LakeSoul supports ingesting any source of CDC by transforming CDC markups to LakeSoul's own field.
There are two ways of CDC ingestion for LakeSoul: 1) Write CDC stream into Kafka and use spark streaming to transform and write into LakeSoul (already supported); 2) Use Flink CDC to directly write into LakeSoul (Under development: Support Flink CDC Write).

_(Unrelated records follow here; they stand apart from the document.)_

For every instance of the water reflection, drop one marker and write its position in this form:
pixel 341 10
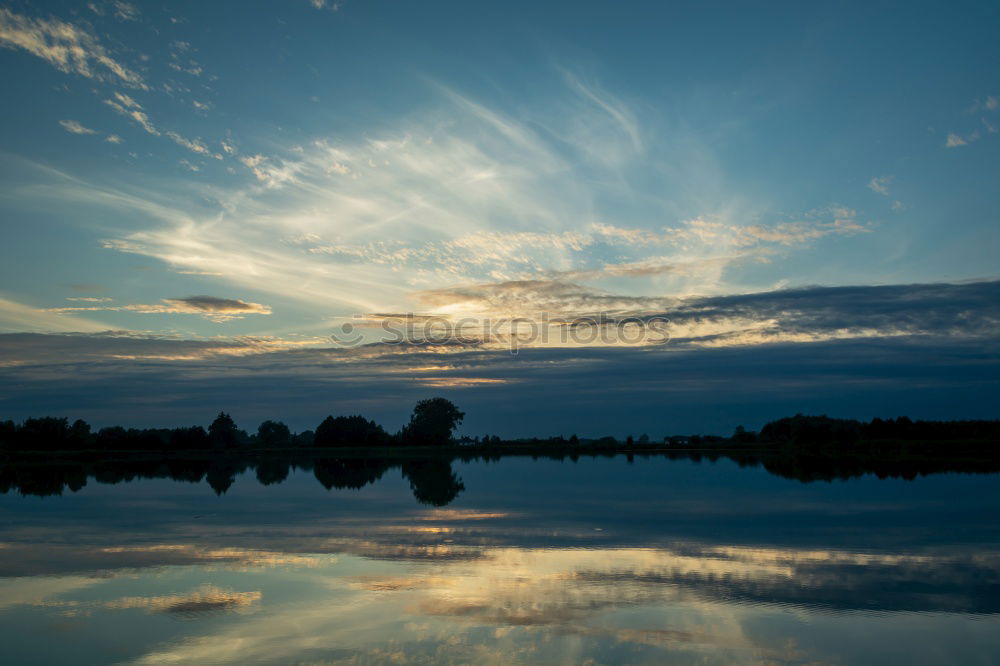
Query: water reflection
pixel 431 479
pixel 534 562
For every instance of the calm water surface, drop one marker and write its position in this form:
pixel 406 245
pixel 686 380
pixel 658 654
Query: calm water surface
pixel 598 561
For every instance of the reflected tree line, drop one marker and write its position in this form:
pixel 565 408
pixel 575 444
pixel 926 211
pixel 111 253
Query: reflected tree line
pixel 431 424
pixel 47 456
pixel 432 478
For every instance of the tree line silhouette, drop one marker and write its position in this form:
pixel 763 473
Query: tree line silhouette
pixel 433 421
pixel 432 480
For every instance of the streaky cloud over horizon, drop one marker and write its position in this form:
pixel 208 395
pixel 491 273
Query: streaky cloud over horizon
pixel 196 197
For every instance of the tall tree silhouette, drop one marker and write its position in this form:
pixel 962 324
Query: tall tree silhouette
pixel 432 423
pixel 223 432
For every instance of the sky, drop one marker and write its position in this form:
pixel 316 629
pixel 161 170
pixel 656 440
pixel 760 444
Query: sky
pixel 292 209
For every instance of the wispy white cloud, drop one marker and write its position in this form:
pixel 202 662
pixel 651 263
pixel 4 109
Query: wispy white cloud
pixel 954 141
pixel 16 316
pixel 458 194
pixel 880 184
pixel 210 307
pixel 126 11
pixel 73 127
pixel 131 109
pixel 67 47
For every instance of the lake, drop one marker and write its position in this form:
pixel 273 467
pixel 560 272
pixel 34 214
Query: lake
pixel 601 560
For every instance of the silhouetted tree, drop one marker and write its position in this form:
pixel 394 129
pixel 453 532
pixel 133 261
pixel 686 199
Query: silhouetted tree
pixel 194 437
pixel 223 432
pixel 271 470
pixel 273 434
pixel 349 431
pixel 432 422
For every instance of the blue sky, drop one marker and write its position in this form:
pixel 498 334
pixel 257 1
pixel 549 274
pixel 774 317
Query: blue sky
pixel 202 177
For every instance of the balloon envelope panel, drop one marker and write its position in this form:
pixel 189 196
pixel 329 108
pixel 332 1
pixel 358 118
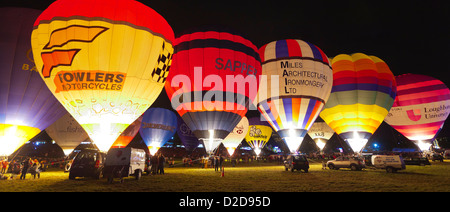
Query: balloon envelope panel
pixel 220 71
pixel 420 108
pixel 187 137
pixel 232 141
pixel 26 104
pixel 363 91
pixel 67 133
pixel 258 134
pixel 299 81
pixel 106 62
pixel 157 127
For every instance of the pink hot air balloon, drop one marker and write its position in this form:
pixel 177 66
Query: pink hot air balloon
pixel 421 107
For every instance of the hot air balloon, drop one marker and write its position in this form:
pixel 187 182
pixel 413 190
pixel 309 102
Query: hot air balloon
pixel 158 126
pixel 26 104
pixel 105 61
pixel 299 81
pixel 363 91
pixel 420 109
pixel 232 141
pixel 67 133
pixel 128 134
pixel 213 79
pixel 320 132
pixel 258 134
pixel 188 139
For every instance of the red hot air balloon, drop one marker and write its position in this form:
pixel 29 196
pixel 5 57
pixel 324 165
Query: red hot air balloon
pixel 213 79
pixel 421 107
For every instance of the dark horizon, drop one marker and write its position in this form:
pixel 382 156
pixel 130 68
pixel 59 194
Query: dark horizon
pixel 410 37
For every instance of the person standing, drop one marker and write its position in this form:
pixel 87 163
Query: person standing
pixel 4 166
pixel 221 162
pixel 154 161
pixel 26 165
pixel 161 161
pixel 216 163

In this demo, we'll demonstrate the first way. We'll setup a MySQL instance, use scripts to generate DB modifications and use Debezium to sync them into Kafka, and then into LakeSoul.
Create database cdc;
CREATE TABLE test(
id int primary key,
rangeid int,
value varchar(100)
) ENGINE=InnoDB DEFAULT CHARSET=utf8;
We provide a mysql data generator for testing and benchmarking cdc sync. The generator is located under diretory examples/cdc_ingestion_debezium/MysqlBenchmark
.
- Modify mysqlcdc.conf as needed
user=user name of mysql passwd=password of mysql host=host of mysql port=port of mysql
- Insert data into table
# Inside () are comments of parameters, remove them before execution bash MysqlCdcBenchmark.sh insert cdc(db name) test(table name) 10(lines to insert) 1(thread number)
- Update data into table
bash MysqlCdcBenchmark.sh update cdc test id(primary key) value(column to update) 10(lines to update)
- Delete data from table
bash MysqlCdcBenchmark.sh delete cdc test 10(lines to delete)

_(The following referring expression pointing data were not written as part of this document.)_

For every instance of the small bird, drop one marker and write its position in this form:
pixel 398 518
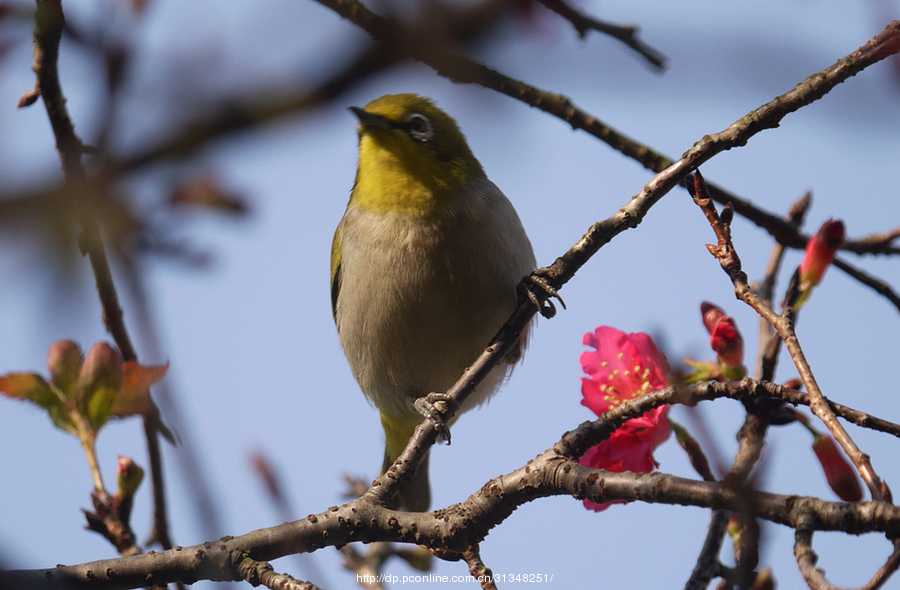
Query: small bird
pixel 424 268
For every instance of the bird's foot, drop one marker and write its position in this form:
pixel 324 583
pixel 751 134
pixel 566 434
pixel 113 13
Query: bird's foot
pixel 537 288
pixel 432 407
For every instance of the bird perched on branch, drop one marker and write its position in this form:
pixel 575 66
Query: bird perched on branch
pixel 424 268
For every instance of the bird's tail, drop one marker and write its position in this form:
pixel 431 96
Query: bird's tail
pixel 416 496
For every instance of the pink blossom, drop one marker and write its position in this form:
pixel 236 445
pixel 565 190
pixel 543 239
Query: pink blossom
pixel 623 367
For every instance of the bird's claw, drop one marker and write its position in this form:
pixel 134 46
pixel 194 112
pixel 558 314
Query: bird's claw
pixel 428 407
pixel 537 288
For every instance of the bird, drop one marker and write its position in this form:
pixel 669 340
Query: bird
pixel 425 264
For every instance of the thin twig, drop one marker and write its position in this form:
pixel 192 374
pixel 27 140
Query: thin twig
pixel 784 326
pixel 769 343
pixel 50 21
pixel 708 565
pixel 879 286
pixel 626 34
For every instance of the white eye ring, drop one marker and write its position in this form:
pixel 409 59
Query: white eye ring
pixel 419 127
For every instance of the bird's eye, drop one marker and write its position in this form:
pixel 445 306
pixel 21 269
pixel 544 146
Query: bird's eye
pixel 419 127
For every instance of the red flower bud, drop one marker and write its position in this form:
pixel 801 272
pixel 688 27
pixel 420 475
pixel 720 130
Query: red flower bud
pixel 724 337
pixel 840 474
pixel 102 368
pixel 820 250
pixel 727 342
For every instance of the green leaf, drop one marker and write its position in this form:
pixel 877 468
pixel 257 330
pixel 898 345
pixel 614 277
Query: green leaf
pixel 32 387
pixel 28 386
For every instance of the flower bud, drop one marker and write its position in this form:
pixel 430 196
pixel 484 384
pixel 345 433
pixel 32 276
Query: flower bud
pixel 102 369
pixel 727 342
pixel 724 337
pixel 128 477
pixel 820 250
pixel 840 474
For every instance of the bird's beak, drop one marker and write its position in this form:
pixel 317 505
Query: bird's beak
pixel 367 119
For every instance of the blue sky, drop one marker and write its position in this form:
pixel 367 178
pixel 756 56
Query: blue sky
pixel 255 362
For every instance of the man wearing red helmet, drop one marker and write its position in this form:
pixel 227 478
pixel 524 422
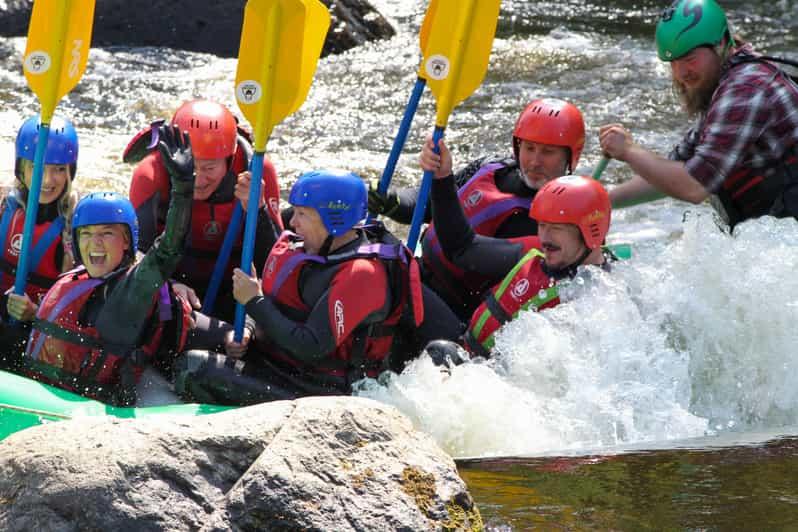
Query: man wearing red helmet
pixel 222 152
pixel 573 218
pixel 495 193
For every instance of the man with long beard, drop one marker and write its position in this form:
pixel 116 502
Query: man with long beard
pixel 743 151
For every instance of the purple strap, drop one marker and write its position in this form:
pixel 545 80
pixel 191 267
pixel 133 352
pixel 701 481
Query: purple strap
pixel 67 299
pixel 496 209
pixel 375 250
pixel 164 303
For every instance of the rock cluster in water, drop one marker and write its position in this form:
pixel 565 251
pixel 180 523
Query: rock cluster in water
pixel 212 26
pixel 338 463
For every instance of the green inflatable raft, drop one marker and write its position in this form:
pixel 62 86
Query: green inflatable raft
pixel 25 403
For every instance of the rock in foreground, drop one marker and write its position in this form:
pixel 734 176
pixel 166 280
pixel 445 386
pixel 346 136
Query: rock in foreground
pixel 317 464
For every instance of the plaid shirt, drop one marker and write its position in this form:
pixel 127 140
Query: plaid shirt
pixel 752 120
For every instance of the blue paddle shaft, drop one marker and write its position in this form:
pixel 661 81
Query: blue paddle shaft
pixel 221 261
pixel 401 137
pixel 31 209
pixel 248 251
pixel 423 197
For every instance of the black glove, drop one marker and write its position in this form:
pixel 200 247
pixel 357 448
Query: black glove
pixel 386 204
pixel 176 153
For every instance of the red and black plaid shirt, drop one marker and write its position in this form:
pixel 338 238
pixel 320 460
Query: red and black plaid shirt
pixel 752 120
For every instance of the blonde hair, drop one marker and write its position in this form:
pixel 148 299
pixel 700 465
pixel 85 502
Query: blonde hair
pixel 67 200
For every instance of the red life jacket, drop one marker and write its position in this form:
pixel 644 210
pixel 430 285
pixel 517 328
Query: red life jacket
pixel 366 351
pixel 46 239
pixel 486 208
pixel 525 286
pixel 209 221
pixel 63 352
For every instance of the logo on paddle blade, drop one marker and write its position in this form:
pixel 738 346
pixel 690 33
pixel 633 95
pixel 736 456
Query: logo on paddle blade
pixel 248 92
pixel 16 245
pixel 38 62
pixel 437 67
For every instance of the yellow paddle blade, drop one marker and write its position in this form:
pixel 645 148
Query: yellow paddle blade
pixel 317 24
pixel 57 50
pixel 423 35
pixel 458 49
pixel 280 44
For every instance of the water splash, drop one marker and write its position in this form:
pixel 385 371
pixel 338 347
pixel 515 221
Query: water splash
pixel 693 340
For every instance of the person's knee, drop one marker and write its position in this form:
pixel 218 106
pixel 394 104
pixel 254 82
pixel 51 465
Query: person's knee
pixel 446 353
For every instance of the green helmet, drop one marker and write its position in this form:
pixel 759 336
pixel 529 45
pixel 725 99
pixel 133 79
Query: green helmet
pixel 688 24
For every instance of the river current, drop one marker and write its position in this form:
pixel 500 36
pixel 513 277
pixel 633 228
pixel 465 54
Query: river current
pixel 691 343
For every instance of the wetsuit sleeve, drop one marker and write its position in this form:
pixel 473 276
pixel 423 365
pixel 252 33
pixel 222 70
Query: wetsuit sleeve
pixel 463 176
pixel 129 302
pixel 408 197
pixel 149 187
pixel 208 333
pixel 491 257
pixel 337 313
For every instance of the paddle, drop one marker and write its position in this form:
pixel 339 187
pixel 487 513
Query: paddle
pixel 281 42
pixel 233 229
pixel 455 61
pixel 410 110
pixel 56 55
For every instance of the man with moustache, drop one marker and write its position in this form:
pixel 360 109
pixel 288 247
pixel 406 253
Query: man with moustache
pixel 495 193
pixel 743 152
pixel 573 217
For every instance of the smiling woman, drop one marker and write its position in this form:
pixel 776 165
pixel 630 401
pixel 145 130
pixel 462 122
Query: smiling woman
pixel 97 328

3.1 Install Kafka via K8s (https://strimzi.io/docs/operators/latest/deploying.html#deploying-cluster-operator-str):
kubectl create -f install/cluster-operator -n my-cluster-operator-namespace
kubectl apply -f examples/kafka/kafka-persistent-single.yaml
To quickly setup a running container of Debezium on K8s:
apiVersion: v1
kind: PersistentVolumeClaim
metadata:
name: dbz-pod-claim
spec:
accessModes:
- ReadWriteOnce
# replace to actual StorageClass in your cluster
storageClassName:
resources:
requests:
storage: 10Gi
---
apiVersion: v1
kind: Pod
metadata:
name: dbz-pod
namespace: dmetasoul
spec:
restartPolicy: Never
containers:
- name: dbs
image: debezium/connect:latest
env:
- name: BOOTSTRAP_SERVERS
# replace to actual kafka host
value: ${kafka_host}:9092
- name: GROUP_ID
value: "1"
- name: CONFIG_STORAGE_TOPIC
value: my_connect_configs
- name: OFFSET_STORAGE_TOPIC
value: my_connect_offsets
- name: STATUS_STORAGE_TOPIC
value: my_connect_statuses
resources:
requests:
cpu: 500m
memory: 4Gi
limits:
cpu: 4
memory: 8Gi
volumeMounts:
- mountPath: "/kafka/data"
name: dbz-pv-storage
volumes:
- name: dbz-pv-storage
persistentVolumeClaim:
claimName: dbz-pod-claim
Then apply this yaml file:
kubectl apply -f pod.yaml
# remember to replace {dbzhost} to actual dbz deployment ip address
# replace database parameters accordingly
curl -X POST http://{dbzhost}:8083/connectors/ -H 'Cache-Control: no-cache' -H 'Content-Type: application/json' -d '{
"name": "cdc",
"config": {
"connector.class": "io.debezium.connector.mysql.MySqlConnector",
"key.converter": "org.apache.kafka.connect.json.JsonConverter",
"key.converter.schemas.enable": "false",
"value.converter": "org.apache.kafka.connect.json.JsonConverter",
"value.converter.schemas.enable": "false",
"tasks.max": "1",
"database.hostname": "mysqlhost",
"database.port": "mysqlport",
"database.user": "mysqluser",
"database.password": "mysqlpassword",
"database.server.id": "1",
"database.server.name": "cdcserver",
"database.include.list": "cdc",
"database.history.kafka.bootstrap.servers": "kafkahost:9092",
"database.history.kafka.topic": "schema-changes.cdc",
"decimal.handling.mode": "double",
"table.include.list":"cdc.test"
}
}'
Then check if sync task has been succcessfully created:
curl -H "Accept:application/json" dbzhost:8083 -X GET http://dbzhost:8083/connectors/
You could delete sync task after testing finished:
curl -i -X DELETE http://dbzhost:8083/connectors/cdc
Please refer to Quick Start on how to setup LakeSoul and Spark environment.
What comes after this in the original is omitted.